Senior Site Reliability Engineer

Unanet | 15 d ago
Published date Posted on StackOverFlow on Jul 15, 2021

As a member of our Cloud Support group, you will help define our transformation towards an enterprise SaaS solution, hosting numerous top-tier customers. With a quickly growing customer base, we need creative and dynamic engineers to help architect innovative solutions that ensure the best possible experience for our customers.

You will join a team of talented, fast-moving engineers and administrators involved in nearly every aspect of the SaaS delivery and customer experience lifecycle. We are looking for an engineer with a strong software development background, one who has experience building services to ensure our Cloud Support is lean, proactive, and efficient.

Your success will hinge on your ability to apply a software engineer mentality to the functions of operations as well as a firm grasp of automation, cloud architectures, event monitoring, health checks, and metrics gathering.

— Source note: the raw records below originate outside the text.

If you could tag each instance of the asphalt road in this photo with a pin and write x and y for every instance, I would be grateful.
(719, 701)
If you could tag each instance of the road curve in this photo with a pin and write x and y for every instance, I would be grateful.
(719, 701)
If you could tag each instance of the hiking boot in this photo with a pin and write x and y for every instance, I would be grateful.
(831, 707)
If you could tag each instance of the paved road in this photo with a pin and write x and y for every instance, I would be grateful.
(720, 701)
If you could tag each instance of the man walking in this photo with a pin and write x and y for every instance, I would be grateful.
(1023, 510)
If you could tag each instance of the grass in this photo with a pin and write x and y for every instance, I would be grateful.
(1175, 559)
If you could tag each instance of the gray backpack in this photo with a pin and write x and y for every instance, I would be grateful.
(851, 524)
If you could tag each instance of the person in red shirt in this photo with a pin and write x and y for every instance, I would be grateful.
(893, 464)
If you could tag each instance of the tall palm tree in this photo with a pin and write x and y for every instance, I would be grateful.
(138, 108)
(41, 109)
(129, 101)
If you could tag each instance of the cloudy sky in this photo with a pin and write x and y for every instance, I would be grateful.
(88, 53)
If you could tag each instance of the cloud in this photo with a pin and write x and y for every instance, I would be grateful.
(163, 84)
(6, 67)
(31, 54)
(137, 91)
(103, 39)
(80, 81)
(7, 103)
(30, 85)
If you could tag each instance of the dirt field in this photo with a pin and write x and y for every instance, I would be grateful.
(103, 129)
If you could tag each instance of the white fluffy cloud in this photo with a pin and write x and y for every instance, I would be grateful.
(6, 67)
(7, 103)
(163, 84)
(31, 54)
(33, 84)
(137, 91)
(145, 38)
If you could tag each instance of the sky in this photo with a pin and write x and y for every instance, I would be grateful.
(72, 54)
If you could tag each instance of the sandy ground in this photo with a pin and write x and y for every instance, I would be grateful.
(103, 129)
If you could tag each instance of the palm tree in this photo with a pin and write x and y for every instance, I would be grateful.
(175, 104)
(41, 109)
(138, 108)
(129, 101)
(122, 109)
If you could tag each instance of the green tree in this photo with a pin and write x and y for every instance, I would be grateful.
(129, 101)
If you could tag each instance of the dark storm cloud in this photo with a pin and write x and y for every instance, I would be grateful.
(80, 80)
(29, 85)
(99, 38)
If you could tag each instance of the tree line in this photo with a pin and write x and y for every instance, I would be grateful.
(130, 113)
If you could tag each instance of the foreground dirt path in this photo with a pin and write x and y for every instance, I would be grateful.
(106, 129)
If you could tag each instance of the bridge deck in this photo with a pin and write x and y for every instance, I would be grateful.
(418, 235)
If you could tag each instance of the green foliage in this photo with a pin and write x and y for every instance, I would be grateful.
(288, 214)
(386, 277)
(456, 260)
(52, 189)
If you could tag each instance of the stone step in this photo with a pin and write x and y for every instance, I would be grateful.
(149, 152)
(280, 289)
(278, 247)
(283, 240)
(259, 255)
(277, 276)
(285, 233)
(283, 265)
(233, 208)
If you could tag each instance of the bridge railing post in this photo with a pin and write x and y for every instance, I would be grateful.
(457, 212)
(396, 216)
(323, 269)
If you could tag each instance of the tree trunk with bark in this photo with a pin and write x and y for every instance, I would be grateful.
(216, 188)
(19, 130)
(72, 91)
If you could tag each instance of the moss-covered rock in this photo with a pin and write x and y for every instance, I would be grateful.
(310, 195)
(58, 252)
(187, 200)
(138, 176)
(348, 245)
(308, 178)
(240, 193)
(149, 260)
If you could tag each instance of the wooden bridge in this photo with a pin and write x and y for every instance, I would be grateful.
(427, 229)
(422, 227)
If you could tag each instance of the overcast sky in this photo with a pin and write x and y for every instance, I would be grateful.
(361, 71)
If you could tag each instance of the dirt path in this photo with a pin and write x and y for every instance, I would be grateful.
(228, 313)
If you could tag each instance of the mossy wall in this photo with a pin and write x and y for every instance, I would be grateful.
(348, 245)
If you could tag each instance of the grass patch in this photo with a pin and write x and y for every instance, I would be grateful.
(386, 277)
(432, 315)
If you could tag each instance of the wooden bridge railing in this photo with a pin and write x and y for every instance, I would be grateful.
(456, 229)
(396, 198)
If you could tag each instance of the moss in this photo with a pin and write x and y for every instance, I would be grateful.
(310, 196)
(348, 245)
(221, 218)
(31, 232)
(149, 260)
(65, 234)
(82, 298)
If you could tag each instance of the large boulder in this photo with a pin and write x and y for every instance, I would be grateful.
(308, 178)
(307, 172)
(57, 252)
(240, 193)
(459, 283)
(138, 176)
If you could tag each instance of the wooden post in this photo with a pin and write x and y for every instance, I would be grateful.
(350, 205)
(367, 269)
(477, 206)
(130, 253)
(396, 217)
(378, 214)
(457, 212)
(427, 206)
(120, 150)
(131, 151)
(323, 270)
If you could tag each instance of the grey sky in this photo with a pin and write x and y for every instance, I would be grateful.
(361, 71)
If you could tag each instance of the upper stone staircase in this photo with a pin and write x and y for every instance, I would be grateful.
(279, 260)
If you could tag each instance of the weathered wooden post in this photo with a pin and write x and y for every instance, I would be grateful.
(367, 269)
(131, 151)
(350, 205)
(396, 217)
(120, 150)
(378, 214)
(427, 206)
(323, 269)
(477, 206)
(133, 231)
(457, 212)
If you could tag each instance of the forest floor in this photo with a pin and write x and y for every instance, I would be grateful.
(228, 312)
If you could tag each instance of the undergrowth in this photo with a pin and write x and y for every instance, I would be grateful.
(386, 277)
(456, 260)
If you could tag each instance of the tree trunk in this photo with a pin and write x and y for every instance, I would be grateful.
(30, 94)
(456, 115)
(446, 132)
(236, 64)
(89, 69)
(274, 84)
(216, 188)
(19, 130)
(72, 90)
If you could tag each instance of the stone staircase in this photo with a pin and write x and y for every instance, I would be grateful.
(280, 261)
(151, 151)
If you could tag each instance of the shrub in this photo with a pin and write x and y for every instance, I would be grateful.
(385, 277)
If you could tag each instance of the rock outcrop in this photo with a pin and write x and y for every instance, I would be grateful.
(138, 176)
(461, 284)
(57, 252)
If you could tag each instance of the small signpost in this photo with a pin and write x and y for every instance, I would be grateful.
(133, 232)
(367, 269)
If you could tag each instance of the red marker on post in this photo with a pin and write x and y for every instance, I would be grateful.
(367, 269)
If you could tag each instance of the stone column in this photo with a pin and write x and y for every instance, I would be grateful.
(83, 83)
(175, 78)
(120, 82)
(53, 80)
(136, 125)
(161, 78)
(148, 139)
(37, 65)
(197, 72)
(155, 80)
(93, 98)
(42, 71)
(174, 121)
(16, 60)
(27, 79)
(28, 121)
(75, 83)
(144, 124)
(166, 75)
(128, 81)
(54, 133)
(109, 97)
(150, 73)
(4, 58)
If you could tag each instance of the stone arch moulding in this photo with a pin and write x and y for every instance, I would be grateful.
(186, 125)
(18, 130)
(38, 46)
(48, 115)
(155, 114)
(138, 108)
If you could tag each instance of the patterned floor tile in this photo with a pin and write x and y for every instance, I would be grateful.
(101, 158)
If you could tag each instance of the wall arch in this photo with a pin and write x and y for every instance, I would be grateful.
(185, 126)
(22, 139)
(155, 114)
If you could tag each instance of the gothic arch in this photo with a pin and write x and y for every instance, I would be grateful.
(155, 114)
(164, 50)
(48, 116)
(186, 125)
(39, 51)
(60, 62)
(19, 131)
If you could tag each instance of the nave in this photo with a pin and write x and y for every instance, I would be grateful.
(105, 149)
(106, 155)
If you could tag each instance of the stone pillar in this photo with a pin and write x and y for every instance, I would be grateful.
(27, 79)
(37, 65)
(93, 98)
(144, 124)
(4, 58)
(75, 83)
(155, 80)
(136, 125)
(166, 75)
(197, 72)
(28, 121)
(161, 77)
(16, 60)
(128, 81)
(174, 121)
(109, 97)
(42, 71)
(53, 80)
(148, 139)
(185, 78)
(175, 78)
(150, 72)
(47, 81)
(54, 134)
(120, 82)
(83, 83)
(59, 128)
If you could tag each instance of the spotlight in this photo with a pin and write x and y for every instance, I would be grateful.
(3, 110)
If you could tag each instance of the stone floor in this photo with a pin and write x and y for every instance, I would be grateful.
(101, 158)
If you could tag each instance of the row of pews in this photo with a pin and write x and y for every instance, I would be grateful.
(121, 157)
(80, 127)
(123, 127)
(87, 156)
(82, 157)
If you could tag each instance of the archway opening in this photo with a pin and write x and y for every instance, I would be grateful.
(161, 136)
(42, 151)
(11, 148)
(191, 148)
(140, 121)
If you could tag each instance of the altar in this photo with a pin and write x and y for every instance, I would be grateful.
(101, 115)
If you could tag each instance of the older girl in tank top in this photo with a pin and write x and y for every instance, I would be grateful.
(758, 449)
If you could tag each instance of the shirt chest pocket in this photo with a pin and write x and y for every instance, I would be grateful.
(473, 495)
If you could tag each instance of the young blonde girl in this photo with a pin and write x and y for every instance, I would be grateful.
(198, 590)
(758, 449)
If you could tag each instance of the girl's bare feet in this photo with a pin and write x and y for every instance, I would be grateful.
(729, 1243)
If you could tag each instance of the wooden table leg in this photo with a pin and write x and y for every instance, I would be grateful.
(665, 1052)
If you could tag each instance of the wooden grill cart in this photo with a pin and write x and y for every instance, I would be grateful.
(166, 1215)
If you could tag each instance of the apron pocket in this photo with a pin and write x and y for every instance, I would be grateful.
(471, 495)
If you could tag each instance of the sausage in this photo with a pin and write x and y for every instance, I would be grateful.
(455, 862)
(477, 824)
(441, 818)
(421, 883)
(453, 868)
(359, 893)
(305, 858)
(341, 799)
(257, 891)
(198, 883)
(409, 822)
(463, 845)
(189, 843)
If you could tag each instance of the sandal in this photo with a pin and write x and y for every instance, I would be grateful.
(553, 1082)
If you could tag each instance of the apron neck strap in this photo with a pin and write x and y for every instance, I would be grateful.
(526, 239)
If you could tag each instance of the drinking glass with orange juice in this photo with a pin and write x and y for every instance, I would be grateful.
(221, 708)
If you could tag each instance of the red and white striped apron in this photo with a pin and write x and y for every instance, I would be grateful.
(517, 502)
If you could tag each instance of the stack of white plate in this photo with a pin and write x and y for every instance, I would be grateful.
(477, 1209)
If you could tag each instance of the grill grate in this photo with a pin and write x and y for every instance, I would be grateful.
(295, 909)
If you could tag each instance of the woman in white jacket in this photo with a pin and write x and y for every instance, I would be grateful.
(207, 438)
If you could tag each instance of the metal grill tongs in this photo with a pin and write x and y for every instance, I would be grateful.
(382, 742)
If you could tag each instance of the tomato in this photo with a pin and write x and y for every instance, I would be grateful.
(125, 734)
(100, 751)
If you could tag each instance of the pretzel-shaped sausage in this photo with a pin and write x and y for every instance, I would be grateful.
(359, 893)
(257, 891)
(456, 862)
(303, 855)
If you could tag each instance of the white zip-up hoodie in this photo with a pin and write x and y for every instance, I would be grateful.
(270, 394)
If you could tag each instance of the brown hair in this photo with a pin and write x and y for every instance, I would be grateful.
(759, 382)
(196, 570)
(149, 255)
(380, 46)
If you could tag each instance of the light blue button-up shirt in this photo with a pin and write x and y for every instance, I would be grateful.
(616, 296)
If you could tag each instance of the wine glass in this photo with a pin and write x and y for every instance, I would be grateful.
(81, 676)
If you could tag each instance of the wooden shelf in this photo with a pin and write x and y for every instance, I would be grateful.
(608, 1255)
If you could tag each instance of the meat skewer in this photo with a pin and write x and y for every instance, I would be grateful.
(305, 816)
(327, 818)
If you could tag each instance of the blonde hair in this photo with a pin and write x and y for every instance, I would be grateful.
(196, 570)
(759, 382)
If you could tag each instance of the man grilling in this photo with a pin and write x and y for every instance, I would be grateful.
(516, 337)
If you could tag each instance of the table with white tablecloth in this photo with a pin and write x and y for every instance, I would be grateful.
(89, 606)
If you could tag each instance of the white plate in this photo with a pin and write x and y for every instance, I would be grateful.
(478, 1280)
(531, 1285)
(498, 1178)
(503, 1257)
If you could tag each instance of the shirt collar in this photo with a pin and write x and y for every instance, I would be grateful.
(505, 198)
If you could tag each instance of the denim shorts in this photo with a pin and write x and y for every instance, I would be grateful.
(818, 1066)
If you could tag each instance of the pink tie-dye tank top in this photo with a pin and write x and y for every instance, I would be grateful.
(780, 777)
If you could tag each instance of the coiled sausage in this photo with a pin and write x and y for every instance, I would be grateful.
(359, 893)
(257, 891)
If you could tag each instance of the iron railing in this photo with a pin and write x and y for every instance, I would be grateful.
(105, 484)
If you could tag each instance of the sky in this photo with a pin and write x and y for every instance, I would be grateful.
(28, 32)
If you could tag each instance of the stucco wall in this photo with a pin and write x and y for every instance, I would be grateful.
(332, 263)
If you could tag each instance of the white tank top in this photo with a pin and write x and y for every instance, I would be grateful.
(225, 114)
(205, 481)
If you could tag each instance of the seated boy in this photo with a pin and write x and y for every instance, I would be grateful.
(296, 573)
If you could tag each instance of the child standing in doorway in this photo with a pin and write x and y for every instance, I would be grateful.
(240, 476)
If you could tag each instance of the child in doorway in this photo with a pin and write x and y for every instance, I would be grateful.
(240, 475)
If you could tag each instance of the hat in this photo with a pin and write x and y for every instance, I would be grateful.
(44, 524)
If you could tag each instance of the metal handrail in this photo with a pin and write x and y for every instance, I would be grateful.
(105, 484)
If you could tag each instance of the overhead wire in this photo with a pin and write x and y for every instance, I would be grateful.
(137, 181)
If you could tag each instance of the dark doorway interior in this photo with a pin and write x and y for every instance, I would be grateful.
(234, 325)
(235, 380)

You should be passionate about solving problems and developing creative solutions leveraging automation.

What You’ll Do

  • Provision, configure, and maintain the production environment to handle running several application stacks in the cloud that can scale to the thousands of customers using our products as well as our internal Product team.

  • Automate the deployment and maintenance of cloud platform technologies in the upper environments ensuring changes are also reflected in the lower environments

  • Aid in improving overall product through development of management automation and metrics analysis in the upper environment

    • Integrate current scripts, automations, and functions spread across multiple tools into a coherent Cloud Control system

    • Collaborate with Cloud Development on database deployment capability to release pipeline (automate schema changes across all databases)

    • Evaluate metrics as customers are moved to new production environment

    • Create a metrics-based performance dashboard for production that includes predictive warnings which can be addressed prior to an incident occurring

    • Prepare for multi-tenant product solutions in coordination with cloud development

  • Implement and oversee log management, data warehouse, and database operations, including management of Logging/Audit services

  • Ensure all monitoring systems (infrastructure- and application-level) are in place, report on availability and system health

  • Collect and distill existing management and monitoring tools, scripts, and functions into a single coherent package for easy consumption with the ability to drill down to details

  • Implement strategies around disaster recovery and security for all sub-systems in infrastructure (e.g.,web servers, database, queues, storage, network)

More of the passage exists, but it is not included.